En especial, destacó las entrevistas realizadas tanto a los padres como a la niña y dejó claro a la progenitora que, «no se le desconoció su papel y mucho menos no se tuvo en cuenta la valoración a ella realizada, solo que, al ponderar los derechos, el de la niña prevaleció sobre las demás personas, pues fue escuchada en diferentes escenarios y momentos, además por profesionales idóneos para ello, manifestando a todos el mismos deseo y con base [en] ello se tomó la decisión».
Resaltó que, aunque la recurrente no comparte la decisión, tal situación no significa que el despacho no haya tenido en cuenta los elementos de juicio aportados, menos que haya actuado en perjuicio de la menor, máxime cuando se tuvo en cuenta su interés y su voluntad.
Adicionó que las pruebas recaudadas no permitían inferir que la decisión reprochada pusiera en riesgo la relación de la niña con su madre y su hermana, por el contrario, el despacho apreció la opinión de la menor, su identidad, la preservación de su entorno familiar y el mantenimiento de sus relaciones, tanto así que estableció un régimen de visitas a la madre, aunado a que evidenció que la recurrente busca la protección de sus propios intereses, no los de su hija.
Razones que consideró suficientes para mantener las órdenes impartidas el 9 de marzo de 2023.
3.4 Posteriormente, la señora Maria, a través de su apoderado judicial, el 24 de febrero de 2024 solicitó la nulidad de las providencias proferidas por el Juzgado accionado el 19 de mayo de 2022 y 9 de marzo de 2023, insistiendo en el desprendimiento afectivo de la menor con su progenitora y su hermana, el padre incumplió con su cuota alimentaria, en el trámite del proceso no se dio cumplimiento a lo dispuesto en el artículo 100 de la Ley 1098 de 2006, la autoridad judicial accionada es incompetente para conocer del asunto, toda vez que la ley otorgó esa potestad a las comisarías de familia.
3.5 Luego de que el expediente fuera remitido y devuelto por el Tribunal Superior de Medellín mediante auto de 20 de marzo de 2024, para que se resolviera la nulidad aludida, el Juzgado de conocimiento el pasado 16 de abril resolvió rechazar de plano la solicitud de anulación.
Al respecto, sostuvo que la interesada «contó con las oportunidades para controvertir las actuaciones y que en todas ellas se respetó el debido proceso, que las solicitudes fueron atendidas y los recursos presentados durante el trámite del PARD fueron debidamente resueltos. Incluso, la solicitante hizo uso de la acción de tutela para hacer valer sus derechos cuando los consideró vulnerados».

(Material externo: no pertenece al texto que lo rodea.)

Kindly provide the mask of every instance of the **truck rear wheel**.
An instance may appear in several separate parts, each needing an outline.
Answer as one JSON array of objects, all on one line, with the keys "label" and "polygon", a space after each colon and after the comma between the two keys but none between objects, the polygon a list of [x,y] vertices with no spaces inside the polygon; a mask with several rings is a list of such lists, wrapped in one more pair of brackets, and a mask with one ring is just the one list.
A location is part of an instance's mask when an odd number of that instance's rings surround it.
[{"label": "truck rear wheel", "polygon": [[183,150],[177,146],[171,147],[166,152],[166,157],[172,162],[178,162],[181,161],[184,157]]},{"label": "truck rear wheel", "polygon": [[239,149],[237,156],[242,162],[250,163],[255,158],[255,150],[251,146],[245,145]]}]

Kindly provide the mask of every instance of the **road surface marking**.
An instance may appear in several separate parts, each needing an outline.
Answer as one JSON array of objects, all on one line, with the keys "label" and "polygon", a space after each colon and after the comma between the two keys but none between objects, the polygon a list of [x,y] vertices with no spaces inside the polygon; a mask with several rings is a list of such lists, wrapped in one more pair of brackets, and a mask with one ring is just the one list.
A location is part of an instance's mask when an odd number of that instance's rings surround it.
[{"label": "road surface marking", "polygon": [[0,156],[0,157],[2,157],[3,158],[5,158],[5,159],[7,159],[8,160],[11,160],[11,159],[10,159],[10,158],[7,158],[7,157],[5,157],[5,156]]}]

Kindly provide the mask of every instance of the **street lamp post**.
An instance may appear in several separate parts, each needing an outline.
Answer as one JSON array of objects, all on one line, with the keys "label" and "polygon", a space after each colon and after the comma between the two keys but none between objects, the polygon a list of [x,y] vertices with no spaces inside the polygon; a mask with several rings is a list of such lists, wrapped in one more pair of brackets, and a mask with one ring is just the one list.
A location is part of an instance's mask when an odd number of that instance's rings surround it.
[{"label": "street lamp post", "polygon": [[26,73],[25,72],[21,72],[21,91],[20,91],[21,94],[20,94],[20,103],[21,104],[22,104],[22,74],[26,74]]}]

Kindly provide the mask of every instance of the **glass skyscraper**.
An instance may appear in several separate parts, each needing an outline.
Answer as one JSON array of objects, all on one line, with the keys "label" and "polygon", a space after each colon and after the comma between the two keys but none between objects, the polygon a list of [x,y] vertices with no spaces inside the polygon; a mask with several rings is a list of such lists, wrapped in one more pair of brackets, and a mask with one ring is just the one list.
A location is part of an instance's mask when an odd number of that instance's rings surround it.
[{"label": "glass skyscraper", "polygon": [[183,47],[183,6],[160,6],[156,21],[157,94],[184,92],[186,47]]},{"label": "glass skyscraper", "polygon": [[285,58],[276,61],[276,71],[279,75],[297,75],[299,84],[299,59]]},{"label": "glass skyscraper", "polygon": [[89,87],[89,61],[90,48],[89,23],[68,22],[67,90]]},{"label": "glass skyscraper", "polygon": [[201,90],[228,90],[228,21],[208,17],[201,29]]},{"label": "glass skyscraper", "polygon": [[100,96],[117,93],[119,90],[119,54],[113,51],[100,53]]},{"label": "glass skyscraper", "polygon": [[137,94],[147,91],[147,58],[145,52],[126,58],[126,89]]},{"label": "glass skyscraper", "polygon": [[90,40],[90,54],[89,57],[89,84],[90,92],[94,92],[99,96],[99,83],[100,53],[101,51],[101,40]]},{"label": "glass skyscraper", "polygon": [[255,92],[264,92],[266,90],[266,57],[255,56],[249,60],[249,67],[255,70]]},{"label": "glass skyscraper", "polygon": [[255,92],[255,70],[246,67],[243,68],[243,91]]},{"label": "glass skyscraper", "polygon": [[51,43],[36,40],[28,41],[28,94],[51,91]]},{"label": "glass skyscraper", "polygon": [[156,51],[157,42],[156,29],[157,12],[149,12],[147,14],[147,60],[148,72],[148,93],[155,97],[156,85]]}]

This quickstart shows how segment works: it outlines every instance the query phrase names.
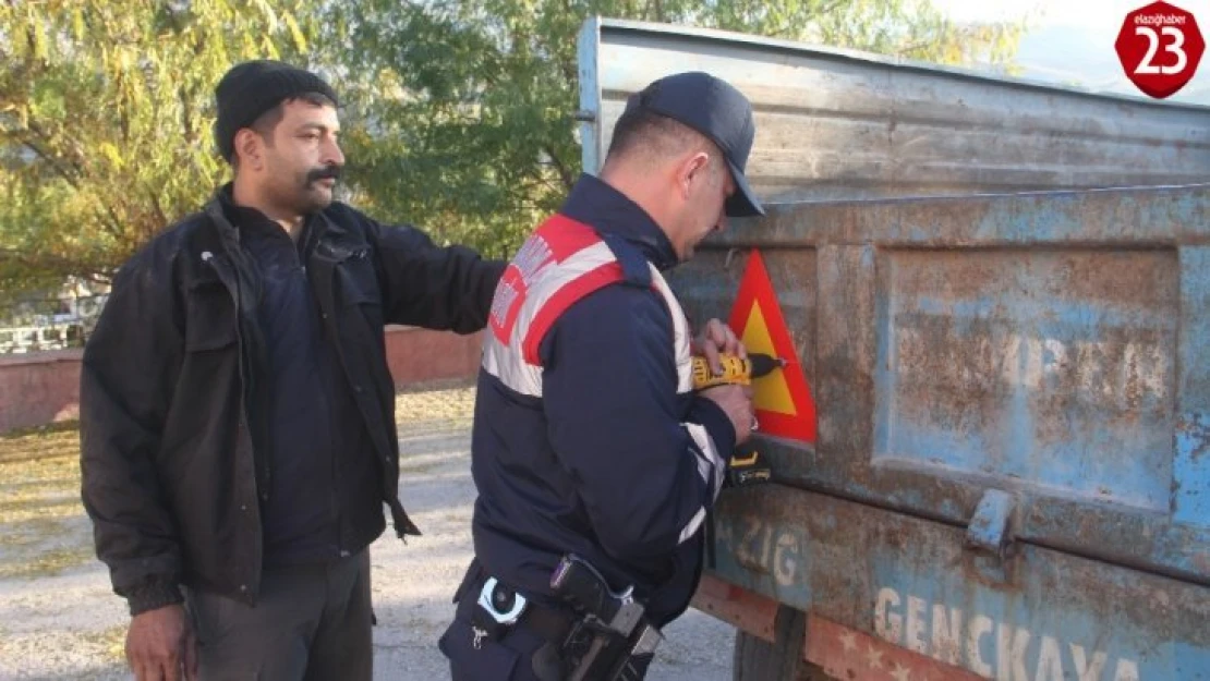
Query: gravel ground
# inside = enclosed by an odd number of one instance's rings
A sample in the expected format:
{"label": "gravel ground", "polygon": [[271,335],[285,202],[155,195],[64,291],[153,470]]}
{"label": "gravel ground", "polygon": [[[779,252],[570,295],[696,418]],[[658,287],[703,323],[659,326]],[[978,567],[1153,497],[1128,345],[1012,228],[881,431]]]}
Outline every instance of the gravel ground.
{"label": "gravel ground", "polygon": [[[388,532],[370,549],[378,680],[449,677],[437,639],[471,559],[473,403],[466,385],[399,396],[401,494],[425,536],[404,546]],[[0,442],[0,680],[129,679],[122,663],[128,617],[91,554],[75,435],[41,438]],[[690,611],[666,635],[649,679],[731,679],[731,627]]]}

Destacó que las actuaciones han respetado el procedimiento legal aplicable y se han resuelto los recursos interpuestos contra las decisiones emitidas.
4. Razonabilidad de las decisiones y actuaciones cuestionadas
4.1 De las actuaciones y decisiones resumidas, no se advierte arbitrariedad o desconocimiento de los derechos de la accionante, menos de la menor, en favor de quien realmente debe verificarse que no se transgredan sus garantías constitucionales, por cuanto el Juzgado Décimo de Familia de Medellín, fundamentó sus decisiones en la normativa aplicable y en algunos precedentes de esta Sala, siendo el competente para decidir el proceso administrativo de restablecimiento de derechos de Sara, teniendo en cuenta que la Comisaría de Familia que conoció inicialmente perdió competencia por no resolver el asunto en el plazo concedido por la Ley 1878 de 2018, que modificó el artículo 100 de la Ley 1098 de 2006 (seis meses).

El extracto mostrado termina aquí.